Case Study: The Zong On 6 th September 1781 the slave ship Zong sailed from Africa to Jamaica. There were 17 crew and 442 slaves on board. By November 7 of the crew and 60 of the slaves had died, many more of the slaves were ill, and the ship’s captain, Luke Collingwood, knew he would be unable to sell them.
THE PLAN The captain, along with the other officers, agreed a monstrous plan to kill the sick slaves and claim compensation from the ship’s insurance company for loss of cargo. The plan was to claim that the ship was running out of water and in order to save some of the slaves the sick ones had to be thrown overboard. Over the next few days at least 133 sick slaves some chained together, were thrown overboard. On 1 st December 42 slaves were thrown overboard but the next day it rained and when the Zong docked in Jamaica on the 22 nd it had 191 slaves and 420 gallons of fresh water left.
Key Terms: There was huge debate about which crime Luke Collingwood deserved to be charged with: Murder – to intentionally kill a person Manslaughter – the crime of killing a person when the person did not intend to do it Fraud – the crime of getting money by deceiving people.
The Ship’s owners claimed £30 for each dead slave, the insurance for the lost cargo, on the grounds that the ship had run out of water so some slaves had to be killed in order to save the crew and other slaves. The insurance company refused to pay and accused the ship’s owners of fraud and the case went to court. The owners’ lawyer said “ what is all this talk of human people being thrown overboard? This is a case of goods. It is a case about throwing over of goods. They (the slaves) are goods and property” The Judge decided the insurers had to pay up.
Influence on the abolitionist movement Brief reports of the case appeared in newspapers but, at first, it had very little effect on public opinion. The anti-slavery campaigner Granville Sharp tried, unsuccessfully, to have the ship's crew prosecuted for murder. He wrote to men in high positions – in politics, the law, the Church, anyone of influence – about the Zong case. Sharp was determined to expose the killings in the hope of ending slavery itself. Few bothered to reply.

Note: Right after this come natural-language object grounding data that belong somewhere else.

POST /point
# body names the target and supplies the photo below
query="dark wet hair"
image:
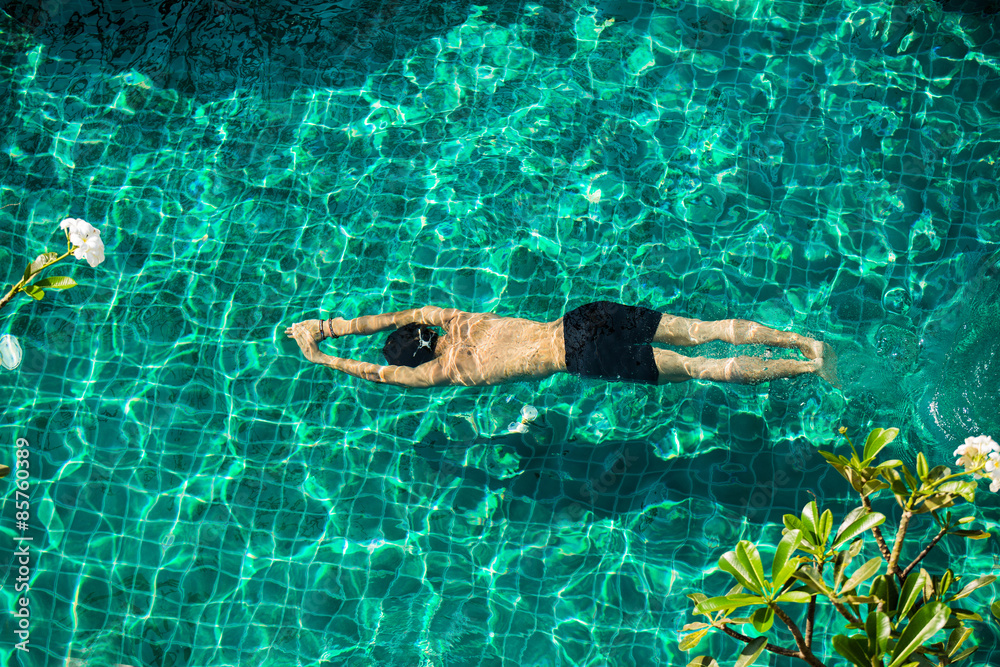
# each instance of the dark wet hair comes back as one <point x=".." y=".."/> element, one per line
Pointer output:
<point x="410" y="346"/>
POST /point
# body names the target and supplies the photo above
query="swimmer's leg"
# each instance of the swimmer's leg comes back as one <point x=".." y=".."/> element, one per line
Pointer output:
<point x="683" y="331"/>
<point x="674" y="367"/>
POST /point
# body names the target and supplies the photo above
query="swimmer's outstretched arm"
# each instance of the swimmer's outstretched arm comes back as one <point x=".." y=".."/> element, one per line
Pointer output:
<point x="425" y="375"/>
<point x="371" y="324"/>
<point x="336" y="327"/>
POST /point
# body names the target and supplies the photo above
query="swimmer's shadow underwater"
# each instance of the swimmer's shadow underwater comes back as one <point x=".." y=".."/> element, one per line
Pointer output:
<point x="579" y="480"/>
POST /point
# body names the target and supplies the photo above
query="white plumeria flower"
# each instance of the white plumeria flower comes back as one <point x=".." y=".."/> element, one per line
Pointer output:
<point x="517" y="427"/>
<point x="993" y="468"/>
<point x="975" y="449"/>
<point x="86" y="238"/>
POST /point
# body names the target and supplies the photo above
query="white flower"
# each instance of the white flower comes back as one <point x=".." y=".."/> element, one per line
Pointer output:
<point x="517" y="427"/>
<point x="993" y="468"/>
<point x="86" y="238"/>
<point x="974" y="451"/>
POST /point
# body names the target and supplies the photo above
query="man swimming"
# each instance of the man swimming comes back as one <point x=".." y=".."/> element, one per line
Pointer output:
<point x="602" y="340"/>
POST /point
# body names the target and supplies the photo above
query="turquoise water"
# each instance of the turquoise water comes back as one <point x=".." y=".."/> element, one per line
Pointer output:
<point x="201" y="495"/>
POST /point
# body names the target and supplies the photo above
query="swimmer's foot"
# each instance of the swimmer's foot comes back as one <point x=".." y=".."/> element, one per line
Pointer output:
<point x="811" y="348"/>
<point x="828" y="365"/>
<point x="314" y="327"/>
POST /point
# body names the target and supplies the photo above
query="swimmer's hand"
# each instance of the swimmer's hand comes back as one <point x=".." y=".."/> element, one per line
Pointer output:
<point x="313" y="327"/>
<point x="304" y="334"/>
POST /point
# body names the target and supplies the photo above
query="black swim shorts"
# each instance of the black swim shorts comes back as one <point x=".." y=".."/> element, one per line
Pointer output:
<point x="611" y="341"/>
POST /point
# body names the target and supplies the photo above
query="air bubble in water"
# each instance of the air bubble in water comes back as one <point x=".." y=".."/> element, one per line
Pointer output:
<point x="897" y="300"/>
<point x="10" y="352"/>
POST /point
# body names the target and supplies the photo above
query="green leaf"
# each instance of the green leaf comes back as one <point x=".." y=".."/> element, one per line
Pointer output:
<point x="797" y="597"/>
<point x="964" y="654"/>
<point x="957" y="638"/>
<point x="56" y="282"/>
<point x="762" y="619"/>
<point x="911" y="592"/>
<point x="945" y="582"/>
<point x="973" y="585"/>
<point x="935" y="502"/>
<point x="691" y="641"/>
<point x="879" y="630"/>
<point x="832" y="458"/>
<point x="924" y="625"/>
<point x="810" y="520"/>
<point x="34" y="292"/>
<point x="937" y="472"/>
<point x="825" y="527"/>
<point x="731" y="563"/>
<point x="727" y="602"/>
<point x="812" y="577"/>
<point x="852" y="650"/>
<point x="786" y="546"/>
<point x="703" y="661"/>
<point x="862" y="574"/>
<point x="863" y="523"/>
<point x="792" y="522"/>
<point x="751" y="652"/>
<point x="877" y="440"/>
<point x="750" y="559"/>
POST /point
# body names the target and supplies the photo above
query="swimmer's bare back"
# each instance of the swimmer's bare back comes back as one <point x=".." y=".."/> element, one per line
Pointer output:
<point x="483" y="349"/>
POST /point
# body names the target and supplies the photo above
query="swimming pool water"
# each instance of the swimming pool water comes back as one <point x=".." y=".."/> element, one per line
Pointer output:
<point x="201" y="495"/>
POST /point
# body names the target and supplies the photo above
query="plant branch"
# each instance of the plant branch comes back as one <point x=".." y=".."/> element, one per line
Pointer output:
<point x="897" y="547"/>
<point x="804" y="652"/>
<point x="844" y="611"/>
<point x="780" y="650"/>
<point x="937" y="538"/>
<point x="811" y="613"/>
<point x="882" y="546"/>
<point x="20" y="285"/>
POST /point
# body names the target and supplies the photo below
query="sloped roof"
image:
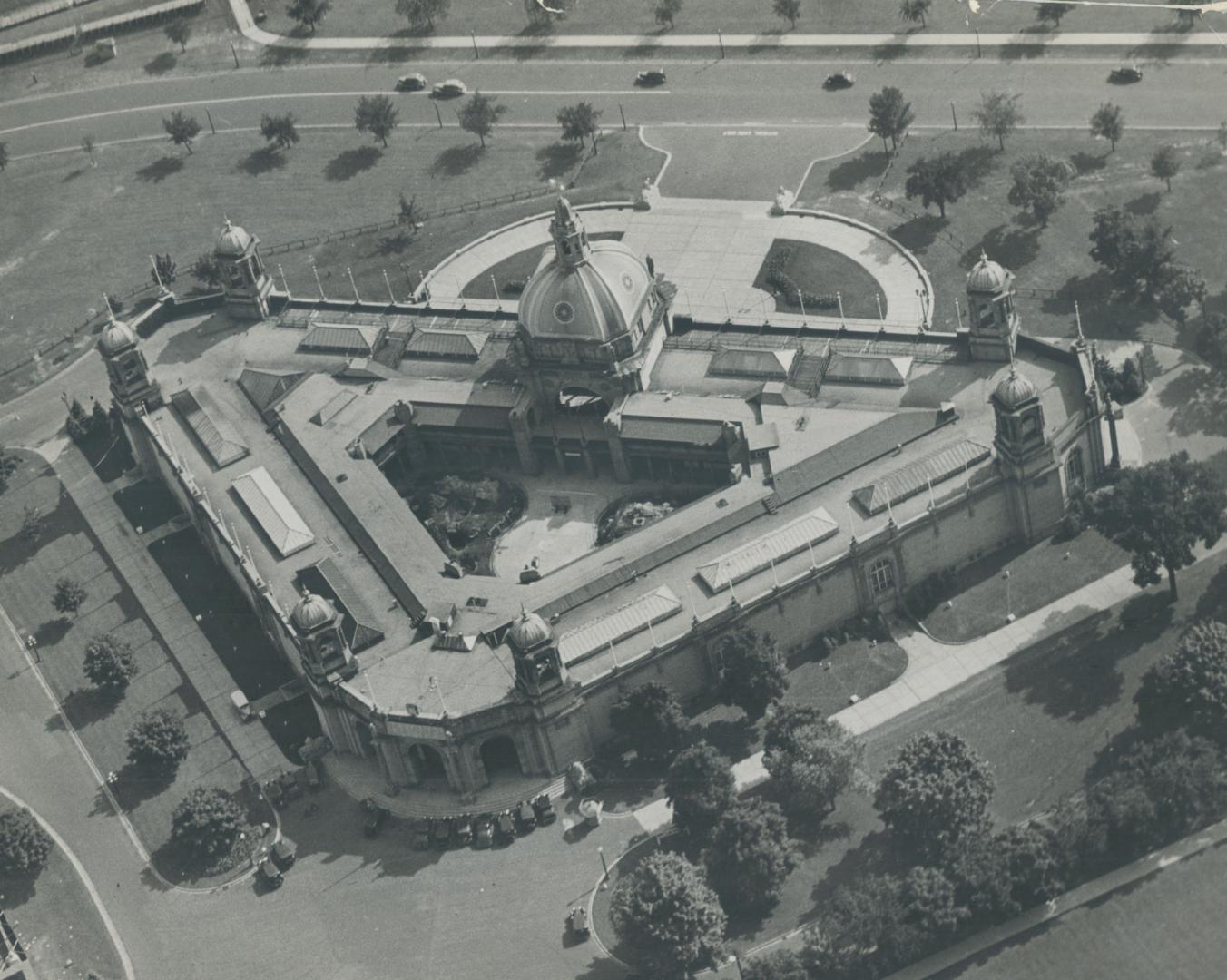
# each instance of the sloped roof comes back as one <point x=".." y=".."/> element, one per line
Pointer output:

However, Sharp did have some success. He sent an account of the Zong massacre to William Dillwyn, a Quaker, and shortly after, in 1783, the first anti slavery petition, signed by 273 Quakers, was submitted to parliament. Key Word: Petition A document signed by a large number of people demanding action from the government. In the following years, the case was referred to time and again when men wrote about the slave trade. The Zong killings offered a powerful example of the horrors of the trade and stimulated the development of the abolitionist movement in Britain, which dramatically expanded in size and influence in the late 1780s.
. Yet the deliberate killings of Africans during voyages of slave ships did not end following the Zong. Indeed they actually increased in the early 19th century. When Royal Navy vessels chased suspected illegal slave ships, the slavers' crews often threw Africans overboard rather than be caught with slaves on board and have the vessels impounded.